Self Love. Why is this such a hard concept for us to grasp?
I personally struggle with self love. Given all the recent changes in my life I’m starting to find out where the root of my problem was and how I could fix it. I think it boils down to being happy, truly happy with the life you’re living. I thought I was happy. Any thoughts that went against the life I was living I shut down immediately and thought of something else. I suppressed many emotions for a long time and honestly didn’t recognize I was even doing it at the time but I see it loud and clear now. I think a lot of that also tied into me not loving myself. How could I love myself if I didn’t love the life I was living? So I left a marriage behind and lost many friends (not by my choice) because I was unhappy. But because I was strong enough to do so I have discovered more of who I am and what I want in life. I feel so much more free, like a weight has been lifted off my shoulders. I know myself more and I love myself more. I have found it’s easier to accept who I am now than ever before. Do I still struggle with self love? Of course! But not nearly as much as I have. To me that means I’ve eliminated the causes of why I was hurting on the inside. I think true self love happens on the inside and protrudes outward . I’ve had many friends tell me I look so much happier now. If other’s can see it you know you’re doing something right with your life.
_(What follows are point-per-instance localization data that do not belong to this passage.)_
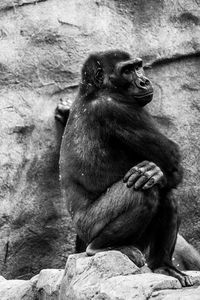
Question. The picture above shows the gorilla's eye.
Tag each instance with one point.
(99, 74)
(127, 71)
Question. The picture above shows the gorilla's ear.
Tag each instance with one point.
(99, 77)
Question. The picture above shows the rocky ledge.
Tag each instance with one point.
(105, 276)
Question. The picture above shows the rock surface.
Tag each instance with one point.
(43, 45)
(106, 276)
(111, 275)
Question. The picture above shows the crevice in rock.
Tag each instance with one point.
(175, 58)
(20, 4)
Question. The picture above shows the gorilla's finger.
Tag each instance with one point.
(133, 170)
(153, 180)
(140, 182)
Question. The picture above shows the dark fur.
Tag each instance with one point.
(107, 134)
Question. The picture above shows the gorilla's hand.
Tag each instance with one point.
(144, 175)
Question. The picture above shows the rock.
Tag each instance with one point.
(17, 290)
(183, 294)
(109, 275)
(48, 284)
(40, 59)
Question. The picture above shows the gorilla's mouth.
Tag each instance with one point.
(144, 99)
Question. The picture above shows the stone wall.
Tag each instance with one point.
(43, 45)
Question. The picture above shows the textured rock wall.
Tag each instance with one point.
(43, 45)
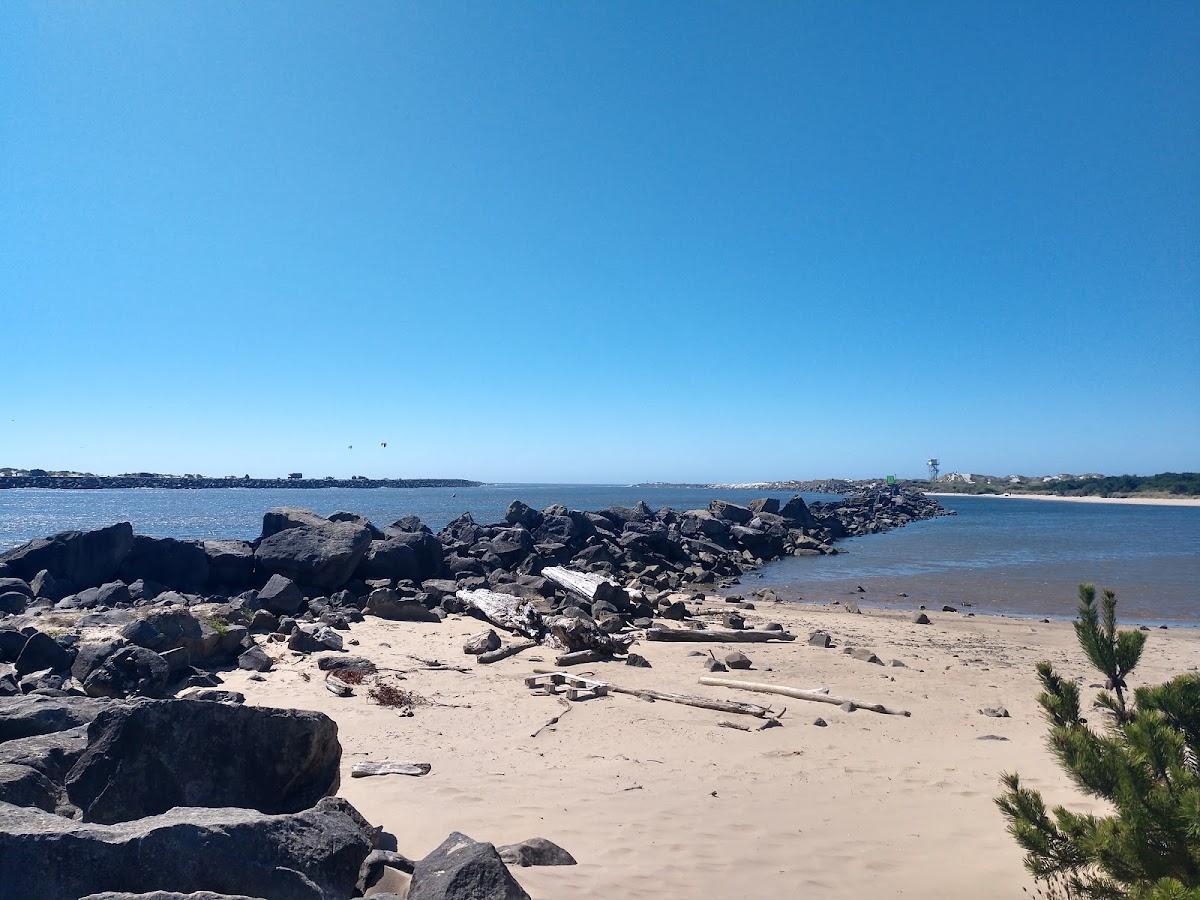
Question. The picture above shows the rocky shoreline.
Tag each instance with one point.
(185, 483)
(119, 745)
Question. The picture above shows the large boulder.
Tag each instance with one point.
(390, 558)
(148, 756)
(315, 855)
(13, 603)
(730, 511)
(425, 545)
(463, 869)
(231, 564)
(281, 597)
(73, 559)
(42, 652)
(177, 564)
(387, 604)
(129, 672)
(319, 556)
(34, 714)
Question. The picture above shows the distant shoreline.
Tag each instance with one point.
(97, 483)
(1125, 501)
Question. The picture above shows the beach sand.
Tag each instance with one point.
(1126, 501)
(659, 801)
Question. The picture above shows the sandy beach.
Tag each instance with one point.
(660, 801)
(1123, 501)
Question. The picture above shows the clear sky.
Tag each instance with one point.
(599, 241)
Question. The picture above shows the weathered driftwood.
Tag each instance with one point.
(567, 708)
(504, 611)
(715, 635)
(505, 652)
(389, 767)
(720, 706)
(585, 585)
(816, 696)
(581, 657)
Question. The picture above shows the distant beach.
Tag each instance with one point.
(1125, 501)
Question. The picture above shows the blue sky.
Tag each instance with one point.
(599, 241)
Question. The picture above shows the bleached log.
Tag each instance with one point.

So in my personal experience if you’re having problems loving yourself and who you are at this exact moment maybe you need to look at your life and make a change? Wait are those Michael Jackson lyrics? haha Anyway…that’s what worked for me, not saying that’s what others need but it’s worth a shot. Maybe your job sucks and you need a new one, maybe you need to try to be more social, maybe you’re in a dead end relationship but stay because its comfortable, maybe you need to move to a new city, state or country, whatever it may be you can change it if you want it bad enough. Sure change is hard but if you’re willing to fight through the fear to become a happier you then it’s worth it. I want nothing more than to fully, FULLY love myself and for others to love themselves to. We all just need to be confident and own who we are, not letting the opinions of others stop us. Think about that for a second. If you didn’t care about what others thought of you, what would you be doing with your life, what changes would you make? If anything comes to mind maybe start there for a happier you.
Love yourself and others. We all struggle.